Port-au-Prince, le 30 avril 2023.- Élu par le peuple sur la base de ses promesses de rédemption des masses dépossédées, l’ancien prêtre de l’Ordre Salésien a promu cette forme de « torture » pour condamner à mort ses adversaires. Déraciné de sa communauté religieuse et partisan de la théologie de la libération, il n’avait ni honte ni piété humaniste de soulever les foules contre les restes de la dictature des Duvalier, père et fils, qu’il considérait comme des ennemis.

Les persécutés se sont retrouvés avec un collier de pneu enflammé, dont ils n’ont pas pu s’en échapper, ruminant leur douleur et leur désespoir devant des citoyens insensibles au sacrifice. Rappelant ces épisodes, les mêmes scènes ont été récemment reproduites dans le quartier de Canapé-Vert, à Port-au-Prince, lorsque les corps des 14 présumés bandits ont été transformés en bûchers humains après une perquisition de la police.

Avec toutes les libertés et les droits piétinés par les bandes criminelles et la réaction des adversaires qui les persécutent, le chemin de la « torture du Père Lebrum » resurgit et plonge le pays dans sa pire tragédie.

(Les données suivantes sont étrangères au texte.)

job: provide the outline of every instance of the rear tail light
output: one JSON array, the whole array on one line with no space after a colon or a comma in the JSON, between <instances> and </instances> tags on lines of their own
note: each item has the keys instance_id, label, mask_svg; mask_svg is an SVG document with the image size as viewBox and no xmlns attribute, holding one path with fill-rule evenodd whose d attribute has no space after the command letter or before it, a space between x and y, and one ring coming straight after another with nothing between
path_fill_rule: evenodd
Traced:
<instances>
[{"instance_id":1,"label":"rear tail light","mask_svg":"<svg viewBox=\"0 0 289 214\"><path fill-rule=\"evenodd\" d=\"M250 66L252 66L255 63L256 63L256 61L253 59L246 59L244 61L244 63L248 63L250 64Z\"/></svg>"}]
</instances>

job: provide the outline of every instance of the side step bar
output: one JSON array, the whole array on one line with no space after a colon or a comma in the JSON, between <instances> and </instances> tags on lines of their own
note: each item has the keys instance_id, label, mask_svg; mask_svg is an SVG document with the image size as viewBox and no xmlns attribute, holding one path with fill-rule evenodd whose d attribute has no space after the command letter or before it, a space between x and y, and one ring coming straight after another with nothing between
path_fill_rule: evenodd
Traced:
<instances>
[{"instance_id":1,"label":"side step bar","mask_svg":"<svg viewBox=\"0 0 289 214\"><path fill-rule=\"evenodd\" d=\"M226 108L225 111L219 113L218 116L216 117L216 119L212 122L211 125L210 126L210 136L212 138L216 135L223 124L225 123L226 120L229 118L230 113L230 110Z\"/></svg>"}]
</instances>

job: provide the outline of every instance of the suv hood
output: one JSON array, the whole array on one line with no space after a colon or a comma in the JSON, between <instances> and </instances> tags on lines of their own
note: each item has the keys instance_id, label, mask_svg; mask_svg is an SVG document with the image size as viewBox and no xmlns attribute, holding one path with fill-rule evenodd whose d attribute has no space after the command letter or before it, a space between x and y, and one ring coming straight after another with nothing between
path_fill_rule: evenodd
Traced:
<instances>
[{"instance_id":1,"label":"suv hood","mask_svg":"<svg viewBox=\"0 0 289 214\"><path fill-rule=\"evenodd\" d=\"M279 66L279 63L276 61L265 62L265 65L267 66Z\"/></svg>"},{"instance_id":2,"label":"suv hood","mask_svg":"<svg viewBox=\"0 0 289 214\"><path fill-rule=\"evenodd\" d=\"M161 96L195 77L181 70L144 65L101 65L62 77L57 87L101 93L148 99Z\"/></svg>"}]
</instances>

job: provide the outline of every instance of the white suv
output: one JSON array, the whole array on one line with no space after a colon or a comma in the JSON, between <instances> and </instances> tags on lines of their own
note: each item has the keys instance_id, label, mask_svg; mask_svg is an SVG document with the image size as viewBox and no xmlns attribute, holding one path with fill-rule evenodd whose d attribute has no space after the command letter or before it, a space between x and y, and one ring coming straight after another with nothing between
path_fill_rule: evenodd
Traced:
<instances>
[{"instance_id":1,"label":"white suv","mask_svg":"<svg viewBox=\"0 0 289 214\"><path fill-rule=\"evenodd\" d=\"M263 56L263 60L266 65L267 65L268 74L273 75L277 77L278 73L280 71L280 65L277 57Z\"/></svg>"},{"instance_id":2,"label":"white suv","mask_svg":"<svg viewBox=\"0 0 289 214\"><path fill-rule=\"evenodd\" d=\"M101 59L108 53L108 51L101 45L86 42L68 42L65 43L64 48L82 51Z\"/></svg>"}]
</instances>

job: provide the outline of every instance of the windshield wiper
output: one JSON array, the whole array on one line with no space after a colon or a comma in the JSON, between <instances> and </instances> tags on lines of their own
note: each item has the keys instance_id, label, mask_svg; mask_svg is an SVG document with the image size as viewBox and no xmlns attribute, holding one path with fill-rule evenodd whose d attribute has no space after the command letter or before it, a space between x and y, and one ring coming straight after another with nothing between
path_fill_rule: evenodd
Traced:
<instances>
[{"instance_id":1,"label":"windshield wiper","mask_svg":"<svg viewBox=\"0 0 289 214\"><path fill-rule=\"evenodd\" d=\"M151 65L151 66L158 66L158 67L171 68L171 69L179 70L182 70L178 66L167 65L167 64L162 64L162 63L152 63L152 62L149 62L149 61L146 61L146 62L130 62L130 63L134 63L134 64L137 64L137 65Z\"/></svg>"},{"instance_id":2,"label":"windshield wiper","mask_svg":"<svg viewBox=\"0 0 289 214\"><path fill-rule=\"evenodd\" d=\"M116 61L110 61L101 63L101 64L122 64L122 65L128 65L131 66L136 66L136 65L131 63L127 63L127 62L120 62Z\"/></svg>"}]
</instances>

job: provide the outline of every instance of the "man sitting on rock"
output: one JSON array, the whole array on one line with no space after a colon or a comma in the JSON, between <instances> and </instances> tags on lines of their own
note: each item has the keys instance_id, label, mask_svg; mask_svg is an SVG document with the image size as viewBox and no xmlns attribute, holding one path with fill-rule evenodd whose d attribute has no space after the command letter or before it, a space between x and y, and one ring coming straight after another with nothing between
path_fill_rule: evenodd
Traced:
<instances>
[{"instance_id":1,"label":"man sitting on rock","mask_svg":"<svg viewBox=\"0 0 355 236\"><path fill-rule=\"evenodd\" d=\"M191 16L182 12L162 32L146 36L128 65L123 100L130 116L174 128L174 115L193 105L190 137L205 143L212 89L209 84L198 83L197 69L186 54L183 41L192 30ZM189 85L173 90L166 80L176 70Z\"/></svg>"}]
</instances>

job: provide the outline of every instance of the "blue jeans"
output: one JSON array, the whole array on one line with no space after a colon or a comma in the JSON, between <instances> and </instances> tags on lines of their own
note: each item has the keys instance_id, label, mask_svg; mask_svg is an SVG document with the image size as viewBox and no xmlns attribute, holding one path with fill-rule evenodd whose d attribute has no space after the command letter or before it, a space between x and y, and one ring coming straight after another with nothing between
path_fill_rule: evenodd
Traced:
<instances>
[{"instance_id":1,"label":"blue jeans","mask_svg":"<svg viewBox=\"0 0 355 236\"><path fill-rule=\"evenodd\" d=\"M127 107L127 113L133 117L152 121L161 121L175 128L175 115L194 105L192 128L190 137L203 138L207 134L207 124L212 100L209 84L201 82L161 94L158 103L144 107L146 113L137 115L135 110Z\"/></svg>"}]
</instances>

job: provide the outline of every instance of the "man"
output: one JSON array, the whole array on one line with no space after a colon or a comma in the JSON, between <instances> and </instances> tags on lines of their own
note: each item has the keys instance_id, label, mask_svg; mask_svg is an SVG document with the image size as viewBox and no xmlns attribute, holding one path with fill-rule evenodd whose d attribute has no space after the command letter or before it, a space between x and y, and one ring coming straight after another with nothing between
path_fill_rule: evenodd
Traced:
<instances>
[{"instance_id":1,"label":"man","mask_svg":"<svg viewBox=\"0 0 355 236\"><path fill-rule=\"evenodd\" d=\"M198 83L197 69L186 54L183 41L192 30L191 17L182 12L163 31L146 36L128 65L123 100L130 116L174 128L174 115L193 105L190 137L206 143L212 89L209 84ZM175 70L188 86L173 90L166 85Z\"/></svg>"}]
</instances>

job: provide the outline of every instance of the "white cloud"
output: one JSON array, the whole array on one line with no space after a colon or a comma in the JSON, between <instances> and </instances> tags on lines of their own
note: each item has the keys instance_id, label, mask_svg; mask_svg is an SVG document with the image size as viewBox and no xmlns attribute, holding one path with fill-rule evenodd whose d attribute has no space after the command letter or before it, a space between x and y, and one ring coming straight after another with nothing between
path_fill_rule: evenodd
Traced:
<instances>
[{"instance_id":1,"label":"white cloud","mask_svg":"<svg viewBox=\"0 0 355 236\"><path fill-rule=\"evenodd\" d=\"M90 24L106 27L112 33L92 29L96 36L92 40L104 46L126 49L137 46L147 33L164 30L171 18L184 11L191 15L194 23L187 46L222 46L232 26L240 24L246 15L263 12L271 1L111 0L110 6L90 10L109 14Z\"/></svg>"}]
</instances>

Ces formes de corps brûlés ont également caractérisés le début de l’Indépendance avec Dessalines. Elles ne sont donc pas étranges dans les comportements de l’être Haïtien. Il existe de puissantes raisons à l’étonnement et à l’inquiétude tant des nationalistes que des pays du monde entier qui nous observe face au cours du sang, de la violence et de l’instabilité en Haïti.

Le mouvement « Bwa Kale >> s’étend progressivement

De jeunes hommes armés de machettes, de pierres ou de couteaux et parfois cagoulés partent à la chasse aux membres de gangs, souvent accompagnés de la police. Aussi des appels à se joindre à la poursuite des bandits sont publiés sur les médias sociaux dans d’autres quartiers de la capitale et des villes de province, constate-t-on.

Au fil des jours, l’opération civile est passée d’ « Opération Recherche de bandits » à « Bwa Kale » qui était, on se le rappelle, le fameux slogan utilisé l’année dernière dans les manifestations antigouvernementales.

Des images d’exécutions de criminels présumés circulent sur Internet et sont de plus en plus cruelles. Sur ces images, les présumés bandits reçoivent de grosses pierres, des morceaux de bois et de fer en pleine tête et sur tout le corps. Une fois, à terre ils les recouvrent de pneus enflammés.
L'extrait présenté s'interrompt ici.